SECTION 1. It shall be unlawful for any person, not being authorized by all the parties to any
private communication or spoken word, to tap any wire or cable, or by using any other device
or arrangement, to secretly overhear, intercept, or record such communication or spoken word
by using a device commonly known as a dictaphone or dictagraph or detectaphone or walkie-
talkie or tape-recorder, or however otherwise described:

It shall also be unlawful for any person, be he a participant or not in the act or acts penalized in
the next preceding sentence, to knowingly possess any tape record, wire record, disc record, or
any other such record, or copies thereof, of any communication or spoken word secured either
before or after the effective date of this Act in the manner prohibited by this law; or to replay
the same for any other person or persons; or to communicate the contents thereof, either
verbally or in writing, or to furnish transcriptions thereof, whether complete or partial, to any
other person: Provided, That the use of such record or any copies thereof as evidence in any
civil, criminal investigation or trial of offenses mentioned in section 3 hereof, shall not be
covered by this prohibition.


SEC. 4. Any communication or spoken word, or the existence, contents, substance, purport,
effect, or meaning of the same or any part thereof, or any information therein contained
obtained or secured by any person in violation of the preceding sections of this Act shall not
be admissible in evidence in any judicial, quasi-judicial, legislative or administrative hearing
or investigation.

Thus, the law prohibits the overhearing, intercepting, or recording of private communications.
Since the exchange between petitioner Navarro and Lingan was not private, its tape recording
is not prohibited.

Nor is there any question that it was duly authenticated.
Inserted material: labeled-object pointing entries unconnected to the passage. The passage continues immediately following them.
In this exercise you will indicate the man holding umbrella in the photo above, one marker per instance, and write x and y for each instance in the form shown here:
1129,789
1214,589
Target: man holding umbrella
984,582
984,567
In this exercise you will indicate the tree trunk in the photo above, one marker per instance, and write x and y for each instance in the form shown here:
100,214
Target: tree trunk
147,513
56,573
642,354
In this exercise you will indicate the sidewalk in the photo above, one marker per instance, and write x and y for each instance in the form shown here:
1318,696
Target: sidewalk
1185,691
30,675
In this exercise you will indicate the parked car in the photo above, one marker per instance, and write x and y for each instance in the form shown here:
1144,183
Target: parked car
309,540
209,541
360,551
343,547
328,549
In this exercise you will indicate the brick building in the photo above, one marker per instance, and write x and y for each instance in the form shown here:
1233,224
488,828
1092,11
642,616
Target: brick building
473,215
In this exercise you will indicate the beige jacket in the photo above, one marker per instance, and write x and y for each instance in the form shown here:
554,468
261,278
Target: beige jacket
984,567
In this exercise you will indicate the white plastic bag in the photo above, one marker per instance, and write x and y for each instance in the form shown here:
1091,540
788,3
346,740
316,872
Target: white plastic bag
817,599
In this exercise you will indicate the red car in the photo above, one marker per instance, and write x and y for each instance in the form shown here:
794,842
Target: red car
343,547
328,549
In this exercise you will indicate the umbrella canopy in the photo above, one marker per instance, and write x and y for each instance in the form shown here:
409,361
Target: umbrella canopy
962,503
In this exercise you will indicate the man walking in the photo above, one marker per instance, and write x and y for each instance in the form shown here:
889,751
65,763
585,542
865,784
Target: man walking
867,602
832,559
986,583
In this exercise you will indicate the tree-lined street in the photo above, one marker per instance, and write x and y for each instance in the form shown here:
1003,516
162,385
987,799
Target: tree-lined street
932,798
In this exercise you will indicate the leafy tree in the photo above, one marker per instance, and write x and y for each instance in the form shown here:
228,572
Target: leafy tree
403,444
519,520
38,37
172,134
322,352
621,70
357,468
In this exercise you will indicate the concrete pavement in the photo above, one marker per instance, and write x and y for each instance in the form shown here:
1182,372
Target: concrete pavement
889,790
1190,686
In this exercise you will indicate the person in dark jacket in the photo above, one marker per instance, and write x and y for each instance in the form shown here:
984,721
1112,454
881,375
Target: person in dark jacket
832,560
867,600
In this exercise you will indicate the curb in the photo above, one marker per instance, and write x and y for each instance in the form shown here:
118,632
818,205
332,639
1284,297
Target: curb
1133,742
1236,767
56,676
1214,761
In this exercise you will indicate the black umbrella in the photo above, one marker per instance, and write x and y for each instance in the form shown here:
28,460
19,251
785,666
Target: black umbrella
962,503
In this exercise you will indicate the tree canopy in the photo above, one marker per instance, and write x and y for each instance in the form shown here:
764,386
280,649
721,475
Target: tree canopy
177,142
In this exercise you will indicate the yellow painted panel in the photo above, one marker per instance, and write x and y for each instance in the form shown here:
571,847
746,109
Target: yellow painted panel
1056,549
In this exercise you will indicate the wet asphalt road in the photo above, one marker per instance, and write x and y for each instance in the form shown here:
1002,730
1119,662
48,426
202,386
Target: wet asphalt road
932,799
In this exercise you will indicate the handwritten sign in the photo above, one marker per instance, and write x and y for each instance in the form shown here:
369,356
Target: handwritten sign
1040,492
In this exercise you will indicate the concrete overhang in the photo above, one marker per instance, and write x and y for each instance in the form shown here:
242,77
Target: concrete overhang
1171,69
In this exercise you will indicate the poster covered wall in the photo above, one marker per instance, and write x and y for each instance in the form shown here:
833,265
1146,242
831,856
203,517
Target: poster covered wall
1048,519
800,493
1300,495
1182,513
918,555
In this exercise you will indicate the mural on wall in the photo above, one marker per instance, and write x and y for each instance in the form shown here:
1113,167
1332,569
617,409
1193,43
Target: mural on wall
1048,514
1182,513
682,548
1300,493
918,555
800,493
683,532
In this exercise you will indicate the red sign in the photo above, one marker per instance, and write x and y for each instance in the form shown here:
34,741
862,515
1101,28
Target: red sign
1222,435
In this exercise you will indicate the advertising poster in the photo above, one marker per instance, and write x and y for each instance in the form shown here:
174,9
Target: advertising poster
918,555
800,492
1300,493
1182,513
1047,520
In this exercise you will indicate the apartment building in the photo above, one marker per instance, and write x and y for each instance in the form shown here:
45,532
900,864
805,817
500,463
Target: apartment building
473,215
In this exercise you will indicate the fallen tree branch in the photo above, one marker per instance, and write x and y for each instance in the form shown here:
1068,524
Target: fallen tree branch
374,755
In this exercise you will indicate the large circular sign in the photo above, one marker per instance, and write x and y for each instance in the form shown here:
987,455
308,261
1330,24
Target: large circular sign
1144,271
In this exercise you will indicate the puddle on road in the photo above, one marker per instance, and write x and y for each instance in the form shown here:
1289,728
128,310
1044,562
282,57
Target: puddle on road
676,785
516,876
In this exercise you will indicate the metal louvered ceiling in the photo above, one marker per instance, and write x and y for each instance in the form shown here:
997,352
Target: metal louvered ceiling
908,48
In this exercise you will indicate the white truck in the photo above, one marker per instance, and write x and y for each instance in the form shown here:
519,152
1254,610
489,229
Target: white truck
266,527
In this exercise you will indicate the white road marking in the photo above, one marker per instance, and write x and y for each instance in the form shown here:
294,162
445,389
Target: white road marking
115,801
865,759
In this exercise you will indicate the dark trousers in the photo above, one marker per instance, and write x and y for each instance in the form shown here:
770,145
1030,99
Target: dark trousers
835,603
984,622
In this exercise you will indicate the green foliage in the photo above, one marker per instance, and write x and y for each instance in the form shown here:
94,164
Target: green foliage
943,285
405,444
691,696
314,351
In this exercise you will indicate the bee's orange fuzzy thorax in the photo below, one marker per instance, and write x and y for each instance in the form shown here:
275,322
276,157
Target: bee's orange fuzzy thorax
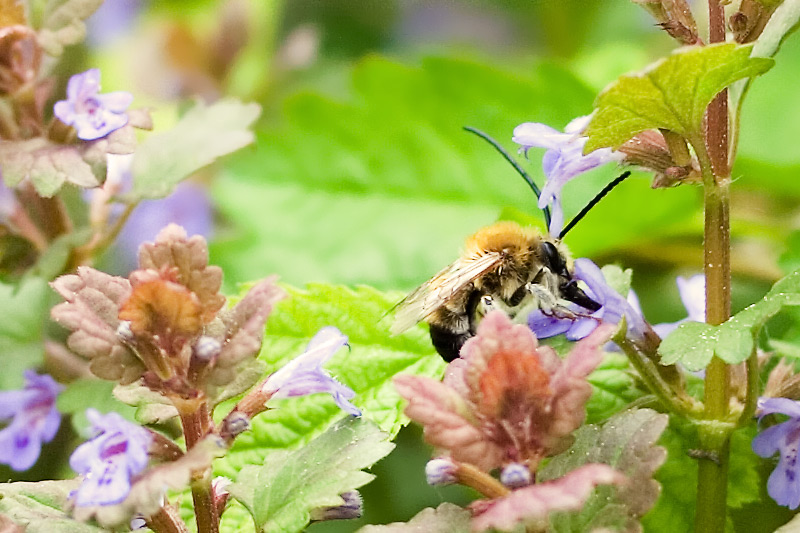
499,237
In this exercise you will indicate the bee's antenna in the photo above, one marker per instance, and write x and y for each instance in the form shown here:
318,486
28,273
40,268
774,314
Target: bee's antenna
516,166
594,202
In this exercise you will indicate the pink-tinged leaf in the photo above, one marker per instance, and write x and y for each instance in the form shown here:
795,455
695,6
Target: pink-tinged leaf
532,505
444,416
447,518
90,312
571,390
626,442
188,256
244,332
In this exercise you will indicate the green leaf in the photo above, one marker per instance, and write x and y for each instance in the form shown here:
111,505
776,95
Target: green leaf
89,392
694,344
447,518
46,164
39,507
373,358
672,94
282,493
201,136
62,23
22,330
625,442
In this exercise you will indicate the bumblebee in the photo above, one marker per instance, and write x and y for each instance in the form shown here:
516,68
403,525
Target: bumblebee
504,266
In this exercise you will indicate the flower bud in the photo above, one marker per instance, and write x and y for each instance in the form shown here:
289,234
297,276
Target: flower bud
352,508
440,471
124,332
515,476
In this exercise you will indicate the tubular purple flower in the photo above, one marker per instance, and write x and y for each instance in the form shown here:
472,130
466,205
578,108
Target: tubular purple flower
304,374
110,460
93,115
783,485
613,308
563,160
34,420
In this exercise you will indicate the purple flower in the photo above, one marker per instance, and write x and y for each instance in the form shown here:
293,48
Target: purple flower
34,420
304,374
93,115
613,308
108,461
563,160
784,482
693,296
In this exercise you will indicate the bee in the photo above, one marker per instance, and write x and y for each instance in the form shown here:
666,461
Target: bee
503,266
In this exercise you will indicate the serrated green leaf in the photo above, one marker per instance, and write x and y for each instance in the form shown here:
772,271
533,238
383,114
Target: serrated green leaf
204,134
282,493
21,331
49,166
625,442
671,94
89,392
373,358
39,507
674,510
694,344
447,518
61,23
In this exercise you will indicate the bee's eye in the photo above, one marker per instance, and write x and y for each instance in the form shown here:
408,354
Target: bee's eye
553,259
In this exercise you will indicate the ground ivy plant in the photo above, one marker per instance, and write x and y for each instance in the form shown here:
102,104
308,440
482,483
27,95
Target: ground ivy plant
193,409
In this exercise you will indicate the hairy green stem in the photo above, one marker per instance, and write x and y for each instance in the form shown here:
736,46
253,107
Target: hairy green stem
196,425
166,520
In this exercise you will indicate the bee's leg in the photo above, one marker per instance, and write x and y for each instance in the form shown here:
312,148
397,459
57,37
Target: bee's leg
448,342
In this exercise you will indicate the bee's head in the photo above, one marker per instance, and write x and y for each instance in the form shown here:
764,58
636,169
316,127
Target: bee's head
557,261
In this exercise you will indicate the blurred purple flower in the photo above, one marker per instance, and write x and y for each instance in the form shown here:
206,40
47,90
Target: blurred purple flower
693,296
93,115
34,420
613,308
783,485
108,461
304,374
563,160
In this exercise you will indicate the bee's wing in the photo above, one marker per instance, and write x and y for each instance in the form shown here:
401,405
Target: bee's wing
431,295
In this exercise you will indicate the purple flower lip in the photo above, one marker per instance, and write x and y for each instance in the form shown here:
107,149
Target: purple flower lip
93,115
304,374
34,420
563,160
783,485
110,460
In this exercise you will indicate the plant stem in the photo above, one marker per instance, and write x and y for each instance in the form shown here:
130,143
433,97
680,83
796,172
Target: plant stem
712,152
481,481
196,425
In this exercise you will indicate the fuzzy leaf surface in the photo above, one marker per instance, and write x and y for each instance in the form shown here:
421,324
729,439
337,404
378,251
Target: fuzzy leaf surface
49,166
447,518
281,493
626,442
671,94
204,134
39,507
694,344
367,367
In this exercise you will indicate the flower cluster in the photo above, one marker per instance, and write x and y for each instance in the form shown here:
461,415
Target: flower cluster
34,420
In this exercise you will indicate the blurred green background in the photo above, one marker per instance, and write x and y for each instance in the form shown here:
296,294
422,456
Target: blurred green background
362,173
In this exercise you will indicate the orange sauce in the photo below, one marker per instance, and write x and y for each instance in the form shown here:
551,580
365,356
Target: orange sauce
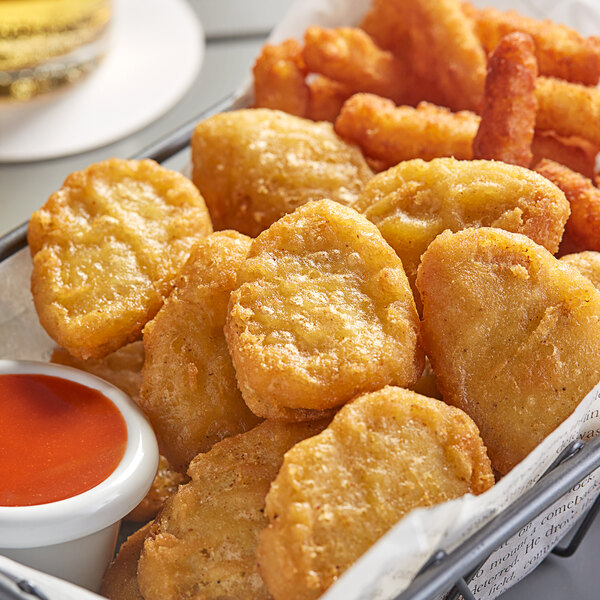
58,439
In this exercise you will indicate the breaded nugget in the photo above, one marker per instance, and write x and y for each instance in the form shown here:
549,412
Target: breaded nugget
569,109
203,546
392,134
509,105
165,484
253,166
513,335
322,312
583,225
587,263
349,55
105,249
120,580
384,454
189,390
561,51
279,73
415,201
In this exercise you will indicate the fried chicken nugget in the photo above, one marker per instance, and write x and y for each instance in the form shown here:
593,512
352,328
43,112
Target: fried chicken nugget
392,134
279,78
322,312
253,166
120,580
583,225
203,546
105,250
415,201
568,109
561,51
189,390
513,335
509,105
339,491
587,263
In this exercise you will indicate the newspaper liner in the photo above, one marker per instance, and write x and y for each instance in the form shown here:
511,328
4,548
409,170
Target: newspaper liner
390,565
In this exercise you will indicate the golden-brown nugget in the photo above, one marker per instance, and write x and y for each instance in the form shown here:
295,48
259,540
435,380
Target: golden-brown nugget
323,312
583,225
587,263
395,133
120,580
254,166
512,333
509,105
415,201
105,250
561,51
384,454
203,546
189,391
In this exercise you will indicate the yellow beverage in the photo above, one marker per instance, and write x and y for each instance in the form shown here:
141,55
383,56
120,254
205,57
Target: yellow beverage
44,43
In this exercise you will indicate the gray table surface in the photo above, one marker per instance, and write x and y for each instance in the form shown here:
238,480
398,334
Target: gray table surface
235,31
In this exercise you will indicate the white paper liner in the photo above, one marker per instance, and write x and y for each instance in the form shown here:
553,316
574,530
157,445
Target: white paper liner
389,566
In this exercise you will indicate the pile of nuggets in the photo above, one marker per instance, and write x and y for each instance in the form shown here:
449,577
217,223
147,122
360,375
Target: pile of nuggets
346,346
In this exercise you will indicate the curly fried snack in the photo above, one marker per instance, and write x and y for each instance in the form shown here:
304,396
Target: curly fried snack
509,105
189,390
415,201
120,580
279,73
254,166
384,454
568,109
323,312
513,336
203,546
105,250
560,51
392,134
583,225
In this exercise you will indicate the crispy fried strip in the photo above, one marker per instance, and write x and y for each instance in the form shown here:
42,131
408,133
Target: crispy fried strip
279,73
583,225
561,51
392,134
509,105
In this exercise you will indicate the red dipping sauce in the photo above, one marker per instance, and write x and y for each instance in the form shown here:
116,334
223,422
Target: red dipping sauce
58,439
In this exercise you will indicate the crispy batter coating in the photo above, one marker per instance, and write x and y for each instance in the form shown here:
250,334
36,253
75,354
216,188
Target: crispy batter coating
350,56
583,225
323,312
189,390
415,201
254,166
561,51
509,105
384,454
165,484
105,249
203,546
122,368
513,335
120,580
279,73
326,98
587,263
577,154
392,134
569,109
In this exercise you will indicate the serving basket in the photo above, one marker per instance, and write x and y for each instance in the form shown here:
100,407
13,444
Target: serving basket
449,572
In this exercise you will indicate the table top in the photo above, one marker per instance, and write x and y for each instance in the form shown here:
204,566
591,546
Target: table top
235,30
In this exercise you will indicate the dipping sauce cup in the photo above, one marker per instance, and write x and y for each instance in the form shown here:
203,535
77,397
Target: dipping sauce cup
74,538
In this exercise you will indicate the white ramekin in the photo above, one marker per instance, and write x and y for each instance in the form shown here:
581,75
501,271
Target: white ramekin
75,538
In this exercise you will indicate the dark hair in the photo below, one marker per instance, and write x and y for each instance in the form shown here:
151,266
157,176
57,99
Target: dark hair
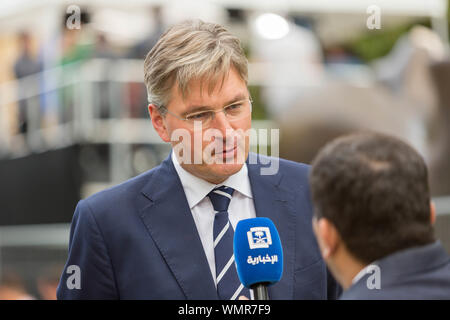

A voice recording is authenticated by
the testimony of a witness (1) that he personally recorded the conversation; (2) that the tape
played in court was the one he recorded; and (3) that the voices on the tape are those of the
persons such are claimed to belong. In the instant case, Jalbuena testified that he personally
made the voice recording; that the tape played in court was the one he recorded; and that the
speakers on the tape were petitioner Navarro and Lingan. A sufficient foundation was thus laid
for the authentication of the tape presented by the prosecution.

The voice recording made by Jalbuena established: (1) that there was a heated exchange
between petitioner Navarro and Lingan on the placing in the police blotter of an entry against
him and Jalbuena; and (2) that some form of violence occurred involving petitioner Navarro
and Lingan, with the latter getting the worst of it.